Write $x = (x_{ij})_{1\leq i\leq d,1\leq j \leq D} \in \mathbb{R}^{dD}$ and define the function $f ~\colon~ \mathbb{R}^{dD} \to \mathbb R$ by $$f(x) = \sup_{\alpha \in T} \sum_{i=1}^d \left(\sum_{j=1}^D \alpha_j x_{ij}\right)^2,$$ where $\alpha = (\alpha_1,\ldots,\alpha_D) \in \mathbb{R}^D$ and $T$ is a finite subset of $\mathbb{R}^D$ with $\|\alpha\| = 1$ for all $\alpha \in T$. It is mentioned (without proof) in the proof of Theorem 5.9 of this monograph that $\sqrt{f}$ is $1$-Lipschitz continuous.
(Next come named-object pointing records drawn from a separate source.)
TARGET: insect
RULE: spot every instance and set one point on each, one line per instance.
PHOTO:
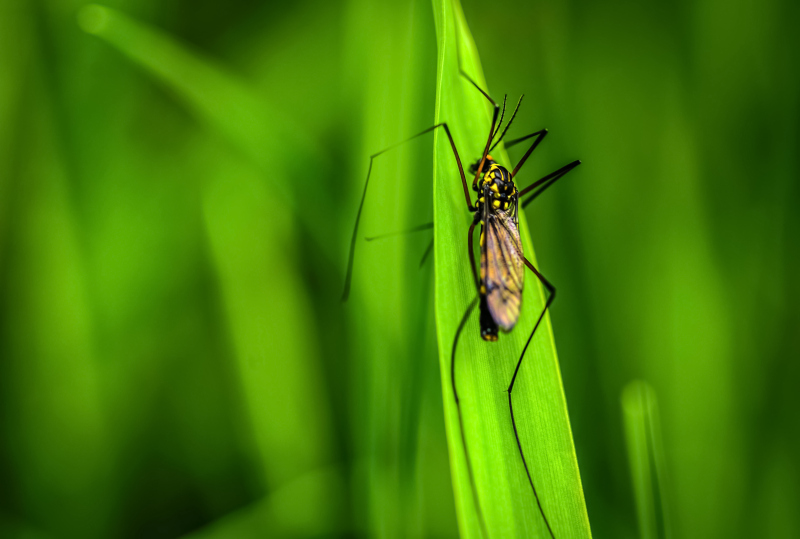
(499, 283)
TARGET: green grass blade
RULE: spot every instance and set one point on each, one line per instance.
(485, 369)
(646, 459)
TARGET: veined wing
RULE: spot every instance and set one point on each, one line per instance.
(502, 268)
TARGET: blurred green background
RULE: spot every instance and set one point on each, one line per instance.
(177, 193)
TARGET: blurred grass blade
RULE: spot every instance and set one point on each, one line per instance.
(218, 98)
(645, 456)
(484, 369)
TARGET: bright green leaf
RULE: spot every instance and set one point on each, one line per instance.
(485, 369)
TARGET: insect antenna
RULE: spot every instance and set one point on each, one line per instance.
(351, 256)
(502, 115)
(508, 124)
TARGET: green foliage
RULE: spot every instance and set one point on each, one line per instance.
(178, 183)
(484, 369)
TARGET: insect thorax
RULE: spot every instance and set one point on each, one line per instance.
(498, 185)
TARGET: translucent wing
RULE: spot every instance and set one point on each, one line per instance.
(502, 268)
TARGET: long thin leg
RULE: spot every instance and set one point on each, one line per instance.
(502, 115)
(550, 299)
(418, 228)
(472, 253)
(427, 253)
(349, 272)
(539, 138)
(546, 182)
(491, 129)
(475, 499)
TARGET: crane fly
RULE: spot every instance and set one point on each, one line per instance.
(499, 283)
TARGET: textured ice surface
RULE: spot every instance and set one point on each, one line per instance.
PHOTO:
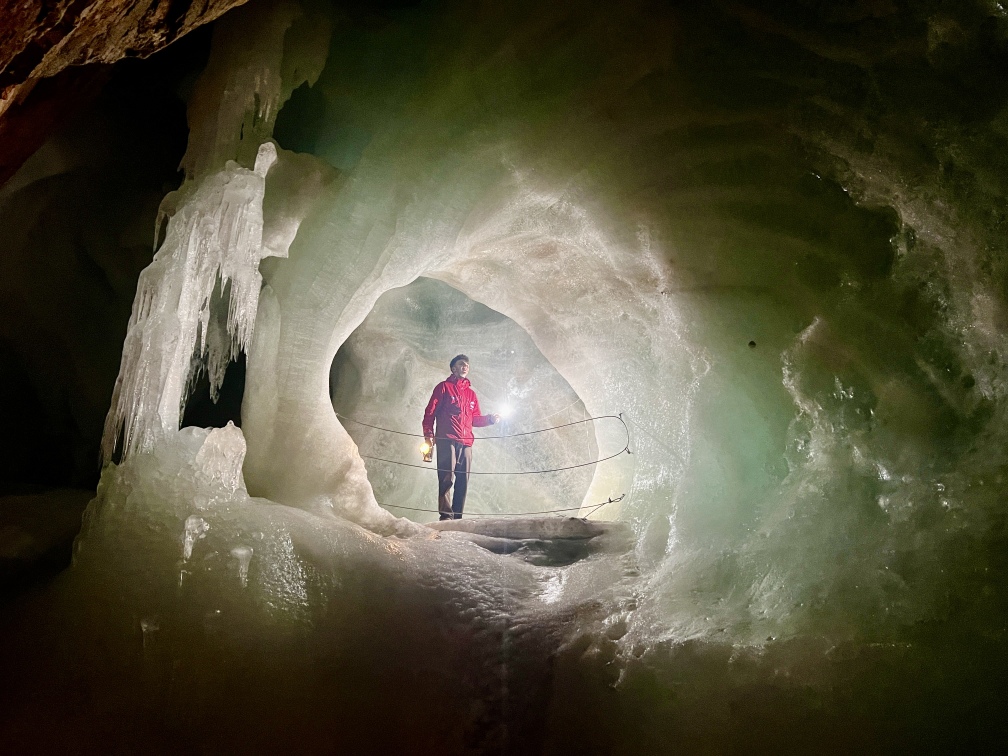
(197, 300)
(819, 515)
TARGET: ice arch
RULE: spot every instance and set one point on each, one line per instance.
(592, 301)
(382, 377)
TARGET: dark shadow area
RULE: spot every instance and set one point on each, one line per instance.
(203, 411)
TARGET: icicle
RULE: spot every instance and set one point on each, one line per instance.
(213, 243)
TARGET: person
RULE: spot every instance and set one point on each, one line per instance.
(456, 410)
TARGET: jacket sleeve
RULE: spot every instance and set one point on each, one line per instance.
(481, 420)
(428, 413)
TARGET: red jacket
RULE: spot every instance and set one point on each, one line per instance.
(455, 406)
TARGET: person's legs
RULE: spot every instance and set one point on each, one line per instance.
(463, 464)
(446, 466)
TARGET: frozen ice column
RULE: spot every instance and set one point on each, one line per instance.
(213, 245)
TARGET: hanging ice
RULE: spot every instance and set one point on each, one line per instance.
(210, 256)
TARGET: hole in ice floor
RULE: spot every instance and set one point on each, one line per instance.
(383, 376)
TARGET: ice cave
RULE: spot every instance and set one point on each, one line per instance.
(734, 275)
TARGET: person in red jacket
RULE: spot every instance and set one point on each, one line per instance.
(456, 409)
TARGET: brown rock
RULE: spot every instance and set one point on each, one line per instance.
(39, 39)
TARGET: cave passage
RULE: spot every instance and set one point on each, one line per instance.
(383, 374)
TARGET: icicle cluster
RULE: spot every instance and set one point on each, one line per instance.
(211, 254)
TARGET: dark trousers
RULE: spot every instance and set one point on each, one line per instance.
(454, 459)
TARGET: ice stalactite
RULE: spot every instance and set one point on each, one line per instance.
(213, 226)
(212, 250)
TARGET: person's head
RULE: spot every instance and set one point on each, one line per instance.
(460, 366)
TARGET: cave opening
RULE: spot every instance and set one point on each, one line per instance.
(381, 379)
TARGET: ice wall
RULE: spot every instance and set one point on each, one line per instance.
(797, 306)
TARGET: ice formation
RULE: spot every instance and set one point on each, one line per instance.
(410, 330)
(814, 384)
(212, 249)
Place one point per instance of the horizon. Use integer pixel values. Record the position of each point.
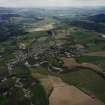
(51, 3)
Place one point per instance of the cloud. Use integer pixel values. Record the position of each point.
(36, 3)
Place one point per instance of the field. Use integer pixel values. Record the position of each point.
(86, 80)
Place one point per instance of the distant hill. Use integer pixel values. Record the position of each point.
(100, 18)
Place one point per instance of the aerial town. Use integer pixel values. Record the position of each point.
(52, 57)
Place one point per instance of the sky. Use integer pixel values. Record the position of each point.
(50, 3)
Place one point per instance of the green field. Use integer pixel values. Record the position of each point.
(87, 81)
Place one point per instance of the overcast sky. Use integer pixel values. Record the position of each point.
(40, 3)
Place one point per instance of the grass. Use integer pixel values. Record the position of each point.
(91, 59)
(86, 80)
(88, 39)
(39, 96)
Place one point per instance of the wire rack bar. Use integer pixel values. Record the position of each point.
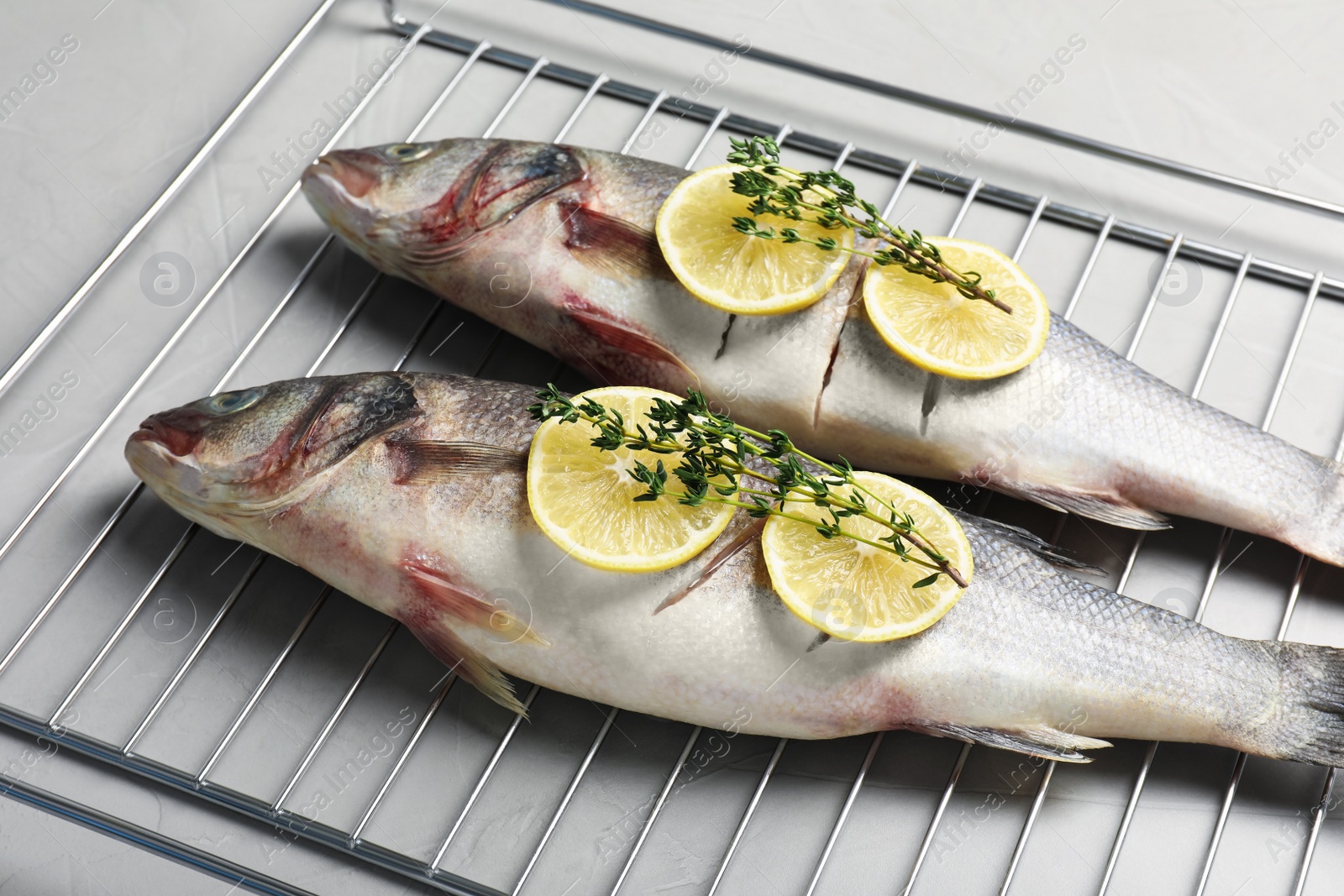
(963, 110)
(355, 836)
(1088, 268)
(1048, 774)
(1058, 212)
(333, 718)
(658, 808)
(163, 352)
(748, 813)
(1317, 819)
(716, 118)
(569, 794)
(1139, 539)
(134, 492)
(1222, 324)
(1126, 820)
(480, 783)
(648, 114)
(192, 656)
(57, 320)
(954, 777)
(578, 110)
(148, 840)
(250, 806)
(261, 687)
(709, 134)
(844, 812)
(125, 621)
(517, 92)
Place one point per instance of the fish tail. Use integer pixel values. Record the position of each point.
(1310, 721)
(1314, 523)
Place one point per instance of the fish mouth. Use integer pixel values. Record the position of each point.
(344, 174)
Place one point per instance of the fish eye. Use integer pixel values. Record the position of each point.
(233, 402)
(407, 152)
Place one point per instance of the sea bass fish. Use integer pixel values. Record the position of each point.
(554, 244)
(407, 492)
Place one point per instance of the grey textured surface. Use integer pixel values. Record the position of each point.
(1229, 86)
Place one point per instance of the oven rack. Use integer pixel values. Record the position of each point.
(354, 840)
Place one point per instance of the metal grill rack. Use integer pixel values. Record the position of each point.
(472, 799)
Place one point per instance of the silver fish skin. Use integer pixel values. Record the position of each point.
(407, 492)
(554, 244)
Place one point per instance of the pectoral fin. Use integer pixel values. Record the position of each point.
(429, 622)
(468, 664)
(1039, 741)
(612, 246)
(428, 463)
(1095, 506)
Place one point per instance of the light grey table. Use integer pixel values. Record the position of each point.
(1234, 86)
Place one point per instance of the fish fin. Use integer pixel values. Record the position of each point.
(746, 537)
(612, 246)
(467, 663)
(1023, 539)
(443, 597)
(1095, 506)
(624, 338)
(1038, 741)
(428, 463)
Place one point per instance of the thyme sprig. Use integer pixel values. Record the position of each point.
(826, 197)
(716, 454)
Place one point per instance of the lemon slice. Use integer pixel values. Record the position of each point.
(734, 271)
(584, 497)
(857, 591)
(932, 325)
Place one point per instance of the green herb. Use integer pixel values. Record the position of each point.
(716, 454)
(826, 197)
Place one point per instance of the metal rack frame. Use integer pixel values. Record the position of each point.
(716, 118)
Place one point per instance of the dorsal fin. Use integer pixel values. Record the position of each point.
(1095, 506)
(1023, 539)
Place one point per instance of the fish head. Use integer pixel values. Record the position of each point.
(407, 207)
(235, 459)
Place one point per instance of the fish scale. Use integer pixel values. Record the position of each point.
(1030, 658)
(1079, 429)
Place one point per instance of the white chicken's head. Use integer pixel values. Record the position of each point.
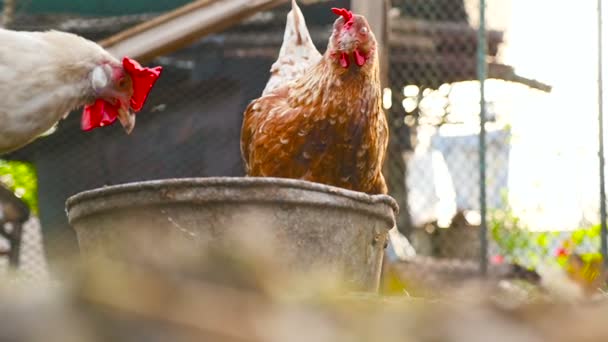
(120, 91)
(351, 39)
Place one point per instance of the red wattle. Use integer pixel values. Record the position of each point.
(359, 59)
(344, 60)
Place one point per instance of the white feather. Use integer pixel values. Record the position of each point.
(298, 52)
(43, 76)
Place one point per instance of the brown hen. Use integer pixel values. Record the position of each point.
(320, 118)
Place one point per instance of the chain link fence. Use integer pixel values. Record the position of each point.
(540, 156)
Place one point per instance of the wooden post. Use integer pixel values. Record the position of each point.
(8, 13)
(183, 26)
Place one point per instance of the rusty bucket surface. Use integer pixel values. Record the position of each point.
(304, 226)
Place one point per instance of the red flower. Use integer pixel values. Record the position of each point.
(561, 252)
(104, 113)
(498, 259)
(346, 14)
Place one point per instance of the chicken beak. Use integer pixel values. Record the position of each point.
(127, 119)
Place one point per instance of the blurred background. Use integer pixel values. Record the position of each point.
(541, 148)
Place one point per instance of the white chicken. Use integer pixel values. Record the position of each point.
(45, 75)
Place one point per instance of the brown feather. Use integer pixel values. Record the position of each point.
(327, 126)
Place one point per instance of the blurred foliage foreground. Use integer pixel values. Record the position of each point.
(224, 297)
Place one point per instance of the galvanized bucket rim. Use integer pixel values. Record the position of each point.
(234, 182)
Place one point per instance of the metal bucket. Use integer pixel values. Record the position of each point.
(301, 225)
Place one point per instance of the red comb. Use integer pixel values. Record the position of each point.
(104, 113)
(99, 114)
(143, 81)
(344, 13)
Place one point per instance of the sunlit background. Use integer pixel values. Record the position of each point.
(553, 180)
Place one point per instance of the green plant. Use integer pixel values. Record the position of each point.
(516, 243)
(21, 178)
May I know how can I justify the claimed Lipschitz continuity?

Answer 1

Using matrix notation, we can write $$\sum_{i=1}^d \left(\sum_{j=1}^D \alpha_j x_{ij}\right)^2 = \|X\alpha\|_2^2,$$ and thus, $$\sqrt{f(X)} = \sqrt{\sup_{\alpha \in T}\|X\alpha\|_2^2} = \sup_{\alpha \in T}\|X\alpha\|_2.$$ Now, note that for any $\alpha \in T$ and any $X,Y \in \mathbb{R}^{dD}$, we have \begin{align*}\sqrt{f(X)} &= \sup_{\alpha \in T}\|X\alpha\|_2 \\ &= \sup_{\alpha \in T}\|Y\alpha+(X-Y)\alpha\|_2 \\ &\le \sup_{\alpha \in T}\|Y\alpha\|_2+\|(X-Y)\alpha\|_2 \\ &\le \sup_{\alpha \in T}\|Y\alpha\|_2+\|(X-Y)\|\|\alpha\|_2 \\ &= \sup_{\alpha \in T}\|Y\alpha\|_2+\|(X-Y)\|, \\ &= \|(X-Y)\| + \sup_{\alpha \in T}\|Y\alpha\|_2 \\ &= \|X-Y\| + \sqrt{f(Y)}. \end{align*} In a similar manner, we can show $\sqrt{f(Y)} \le \|X-Y\|+\sqrt{f(X)}$. Hence, $$\left|\sqrt{f(X)}-\sqrt{f(Y)}\right\| \le \|X-Y\|,$$ i.e. $\sqrt{f}$ is $1$-Lipschitz.